RALEIGH – If, in general, the excess of legislation in the North Carolina General Assembly can properly be compared to noxious emissions, then a new bill sponsored by Sen. Fletcher Hartsell must surely qualify as something worse. Perhaps something involving deadly radiation.
Hartsell, a Cabarrus County Republican, wants the State of North Carolina to act as a guarantor of up to $30 million for each venture-capital firm that chooses to invest in North Carolina businesses. His proposed New North Carolina Venture Capital Program would receive a $100 million appropriation next year to cover the start-up costs.
It is entirely possible that, as hinted in a Raleigh News & Observer piece, the intent of the bill is to shower billionaire David Murdock with even more taxpayer largesse for his North Carolina Research Campus in Kannapolis. He had promised to put up $100 million of his own money in venture capital to encourage research-based enterprises at the campus. If the investment pays off, he wins. If it doesn’t, he might well find it convenient to foist some of the cost off on taxpayers in Asheville, Wilmington, and elsewhere. But you need not to take note of Hartsell’s home address, his former role as Cabarrus County attorney, and the growing controversy there about subsidizing Murdock’s operations to come up with reasons why this legislation is ghastly.
I wish the first and foremost reason could be that North Carolina state government had wisely kept its nose, and the taxpayers’ money, out of the business of backing private-sector business deals. But that’s not true. Setting aside for the moment the increasing use of targeted tax incentives, it’s worth remembering that the state legislature has for years appropriated a few million dollars a year to the North Carolina Biotechnology Center to make grants to start-up firms. This was always a bad precedent. So were previous policies that used state taxpayer funds to guarantee farm and economic-development loans in rural areas. Now it should be more apparent why.

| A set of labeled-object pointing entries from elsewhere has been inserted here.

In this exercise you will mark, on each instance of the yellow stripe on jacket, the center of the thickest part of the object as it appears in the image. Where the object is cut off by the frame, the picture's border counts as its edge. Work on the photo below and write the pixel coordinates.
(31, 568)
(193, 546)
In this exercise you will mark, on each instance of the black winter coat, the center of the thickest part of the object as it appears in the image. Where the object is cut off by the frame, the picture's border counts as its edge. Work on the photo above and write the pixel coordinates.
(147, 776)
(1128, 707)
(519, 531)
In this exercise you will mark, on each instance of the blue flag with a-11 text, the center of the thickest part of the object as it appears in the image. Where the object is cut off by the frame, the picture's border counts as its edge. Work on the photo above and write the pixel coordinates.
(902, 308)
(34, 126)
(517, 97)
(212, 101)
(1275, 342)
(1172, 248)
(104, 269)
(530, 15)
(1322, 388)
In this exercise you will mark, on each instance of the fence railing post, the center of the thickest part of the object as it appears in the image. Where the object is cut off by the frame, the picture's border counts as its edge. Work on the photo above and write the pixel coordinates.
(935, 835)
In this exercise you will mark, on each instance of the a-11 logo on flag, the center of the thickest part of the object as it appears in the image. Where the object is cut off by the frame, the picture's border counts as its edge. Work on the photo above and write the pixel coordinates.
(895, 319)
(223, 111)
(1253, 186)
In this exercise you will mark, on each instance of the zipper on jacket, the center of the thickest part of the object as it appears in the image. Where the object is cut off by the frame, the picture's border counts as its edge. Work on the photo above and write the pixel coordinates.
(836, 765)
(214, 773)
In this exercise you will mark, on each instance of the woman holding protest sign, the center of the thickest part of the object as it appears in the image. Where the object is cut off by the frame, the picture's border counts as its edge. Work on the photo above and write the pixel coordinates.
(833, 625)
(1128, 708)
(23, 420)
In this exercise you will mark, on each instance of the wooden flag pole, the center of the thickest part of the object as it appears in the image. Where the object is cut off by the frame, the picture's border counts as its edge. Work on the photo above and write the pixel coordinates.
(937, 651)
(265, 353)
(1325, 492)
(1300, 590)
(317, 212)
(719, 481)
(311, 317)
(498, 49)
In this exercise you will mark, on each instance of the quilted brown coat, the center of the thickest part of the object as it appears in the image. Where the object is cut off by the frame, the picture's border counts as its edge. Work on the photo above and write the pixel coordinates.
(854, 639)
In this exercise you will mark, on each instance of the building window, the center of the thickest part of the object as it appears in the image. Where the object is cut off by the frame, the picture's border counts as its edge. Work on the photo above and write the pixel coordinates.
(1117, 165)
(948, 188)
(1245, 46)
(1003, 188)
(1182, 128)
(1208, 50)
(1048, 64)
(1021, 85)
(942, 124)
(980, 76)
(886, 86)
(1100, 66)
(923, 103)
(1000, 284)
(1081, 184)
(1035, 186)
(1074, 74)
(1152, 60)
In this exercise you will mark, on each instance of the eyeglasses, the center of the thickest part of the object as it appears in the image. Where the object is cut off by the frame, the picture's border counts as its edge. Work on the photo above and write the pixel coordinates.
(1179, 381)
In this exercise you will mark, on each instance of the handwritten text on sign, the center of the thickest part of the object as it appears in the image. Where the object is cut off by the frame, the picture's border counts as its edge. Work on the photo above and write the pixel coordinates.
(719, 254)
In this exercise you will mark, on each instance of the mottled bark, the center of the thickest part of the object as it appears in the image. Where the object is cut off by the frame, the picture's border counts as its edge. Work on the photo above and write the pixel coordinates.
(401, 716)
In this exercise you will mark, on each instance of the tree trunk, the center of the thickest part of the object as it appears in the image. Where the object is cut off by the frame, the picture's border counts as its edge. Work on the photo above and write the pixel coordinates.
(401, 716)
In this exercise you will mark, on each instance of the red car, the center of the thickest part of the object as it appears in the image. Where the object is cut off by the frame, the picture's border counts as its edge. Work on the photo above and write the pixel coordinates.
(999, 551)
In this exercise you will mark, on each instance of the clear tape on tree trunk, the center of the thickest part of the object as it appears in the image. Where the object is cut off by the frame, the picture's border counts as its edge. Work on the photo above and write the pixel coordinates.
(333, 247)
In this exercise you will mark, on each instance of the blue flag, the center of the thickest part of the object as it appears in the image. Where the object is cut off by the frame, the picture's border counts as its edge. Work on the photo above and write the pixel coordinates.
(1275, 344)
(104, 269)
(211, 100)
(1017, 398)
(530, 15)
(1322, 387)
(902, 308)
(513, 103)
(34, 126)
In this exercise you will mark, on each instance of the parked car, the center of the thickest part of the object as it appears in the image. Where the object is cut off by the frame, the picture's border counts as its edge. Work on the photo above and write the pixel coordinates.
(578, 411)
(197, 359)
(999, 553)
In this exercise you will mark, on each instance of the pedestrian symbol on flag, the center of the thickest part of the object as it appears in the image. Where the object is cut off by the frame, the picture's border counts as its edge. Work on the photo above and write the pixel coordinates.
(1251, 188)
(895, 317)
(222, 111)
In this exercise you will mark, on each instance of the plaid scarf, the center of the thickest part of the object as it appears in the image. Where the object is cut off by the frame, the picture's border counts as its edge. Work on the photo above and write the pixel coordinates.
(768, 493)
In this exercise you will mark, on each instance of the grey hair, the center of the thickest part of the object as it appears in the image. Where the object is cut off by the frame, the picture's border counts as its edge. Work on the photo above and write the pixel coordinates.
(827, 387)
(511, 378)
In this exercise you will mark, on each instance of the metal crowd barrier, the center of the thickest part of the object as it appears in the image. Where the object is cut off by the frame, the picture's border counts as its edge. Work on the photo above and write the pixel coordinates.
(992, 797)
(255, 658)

Once down the road of government “investing” other people’s money in private business ventures, it is difficult to know where to stop. Politicians, famously a class of people with an exalted view of their own acumen and importance, will inevitably be tempted to “think big.” If backing a few biotech firms or rural-development loans is an appropriate role for state government, why not back larger-scale businesses?
The correct answer is that investing in private business ventures is never an appropriate role for government, an institution based on the use of force to accomplish common ends. Government exists to perform tasks that free people, acting voluntarily, cannot accomplish. But you and I can get together with others and form a business. We can seek funds to capitalize the business from banks, partners, investors, or (as is often true) from friends and family. All who risk their own money in the venture have the opportunity to prosper if it does well. And they lose it if the venture does poorly. This relationship between risk and reward is critical to the operation of free enterprise. History clearly shows that when government interferes at either end of the risk-reward relationship – by artificially reducing the risk through subsidies and guarantees or artificially reducing the reward through confiscatory taxes and regulations – the economic consequences range from disappointing to disastrous.
In the present case, using government to decrease the risk associated with some investments will inevitable draw scarce capital away from higher-value uses. Government planners have no means whatsoever to outguess investors in the market about which ventures will succeed or fail. There is nothing more basic to understanding economics than to appreciate the role markets play in organizing and transmitting far-flung, obscure bits of information. This role is impossible within a system of corporate socialism, in which politically connected businesses need not acquire financial capital by competing with other firms to attract risk-calculating investors and can instead governmental power to weight the scales in their favor.
What Hartsell is proposing is that state government force North Carolinians to become venture capitalists, regardless of how we might prefer to dispose of our own money, and then entrust the investing of those funds to bureaucrats or political operators. Sure, some individuals will benefit from such a policy. Some of these may even be billionaires with golden promises and silver tongues. But North Carolina is unlikely to prosper by adopting the cutting-edge policies of 1920s Italy or 1950s Romania.
Hood is president of the John Locke Foundation.